ABSTRACT

“Diversity” is one of those ordinary words that on passing into public discourse become freighted with meanings and overtones conflating the descriptive and the normative. Not more than a decade or two old as a catchword, it has become, in the United States at least, what my friend Nathan Glazer once called “a semantic beacon of our time.” Glazer was referring to the term “alienation” way back in the late 1940s when its use was still confined to intellectuals, although over a decade later it became a negative rallying cry for the rebellious youth of the 1960s.
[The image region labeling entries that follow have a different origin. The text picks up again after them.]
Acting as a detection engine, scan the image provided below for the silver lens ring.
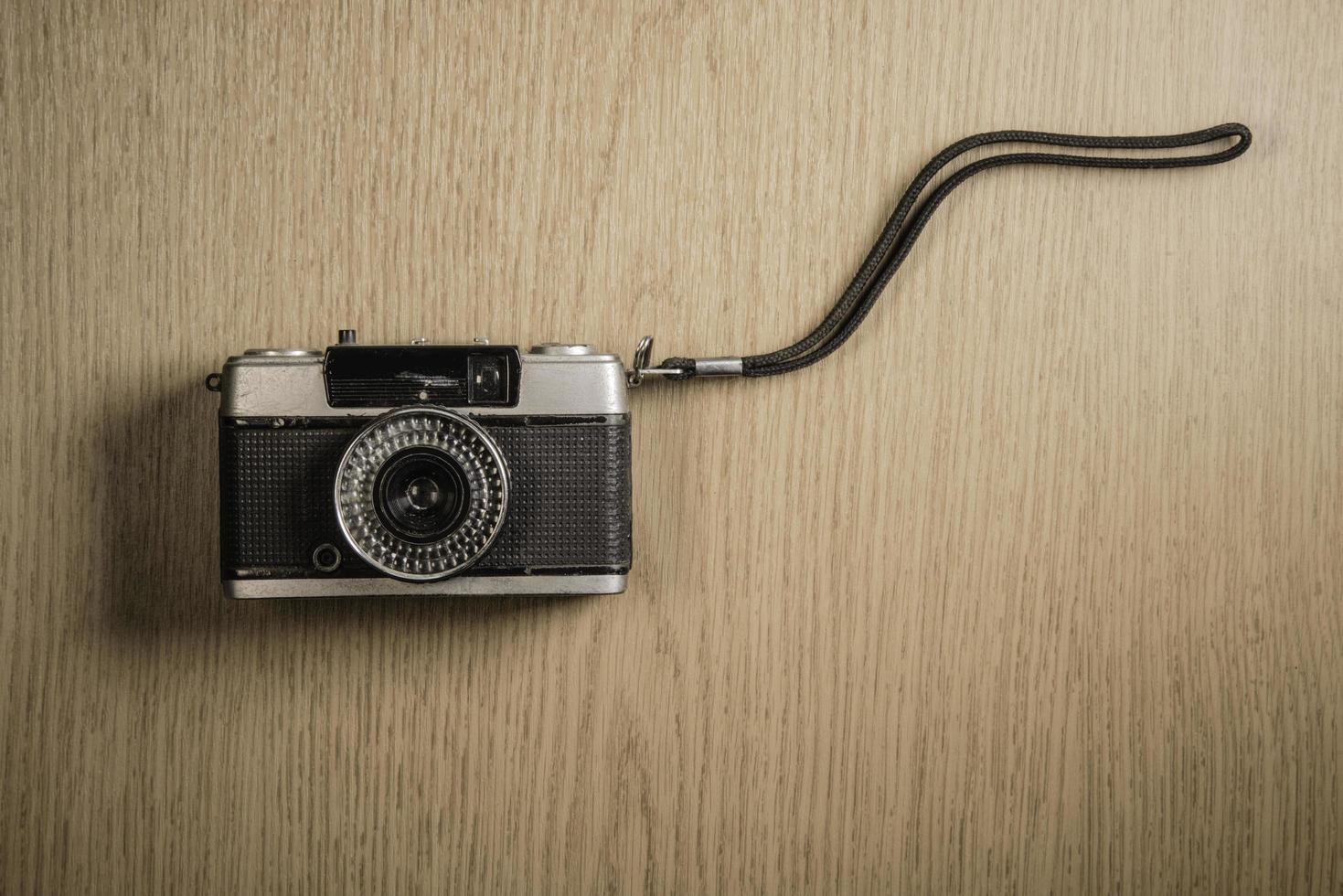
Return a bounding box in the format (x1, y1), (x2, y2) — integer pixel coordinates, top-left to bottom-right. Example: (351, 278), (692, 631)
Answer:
(336, 407), (507, 581)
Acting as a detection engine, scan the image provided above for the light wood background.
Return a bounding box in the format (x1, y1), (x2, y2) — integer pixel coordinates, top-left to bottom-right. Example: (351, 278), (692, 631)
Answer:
(0, 0), (1343, 893)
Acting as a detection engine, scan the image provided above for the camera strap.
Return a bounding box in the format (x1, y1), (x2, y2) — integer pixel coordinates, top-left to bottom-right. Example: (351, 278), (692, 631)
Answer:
(628, 123), (1251, 386)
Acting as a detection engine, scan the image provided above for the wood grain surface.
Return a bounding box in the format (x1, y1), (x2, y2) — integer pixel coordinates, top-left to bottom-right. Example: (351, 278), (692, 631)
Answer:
(0, 0), (1343, 893)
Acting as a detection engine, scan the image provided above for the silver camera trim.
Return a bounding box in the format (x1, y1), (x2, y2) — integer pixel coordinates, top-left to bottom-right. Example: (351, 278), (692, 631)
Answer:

Unlike alienation, diversity is represented as a social condition deemed desirable, to be encouraged to the extent of promoting policies extending it throughout American society. While its literal meaning is purely descriptive, “cultural pluralism” and, more ambiguously and uncertainly, “cultural relativism,” both of them ideas with a long history of favorable connotations in the intellectual world, have been invoked to justify it. “Diversity” in this respect resembles other words, whether referring to approved or deplored phenomena, that have diffused from academic and intellectual parlance to the wider public. This process occurs regularly enough to deserve intensive study in its own right: it is one manifestation of the “reflexivity” that sociological theorists have seen as peculiarly characteristic of modernity, or at least of “late modernity” as Anthony Giddens has described the present era. 1 Each special instance of it, however, requires examination in its own particular social and historical context.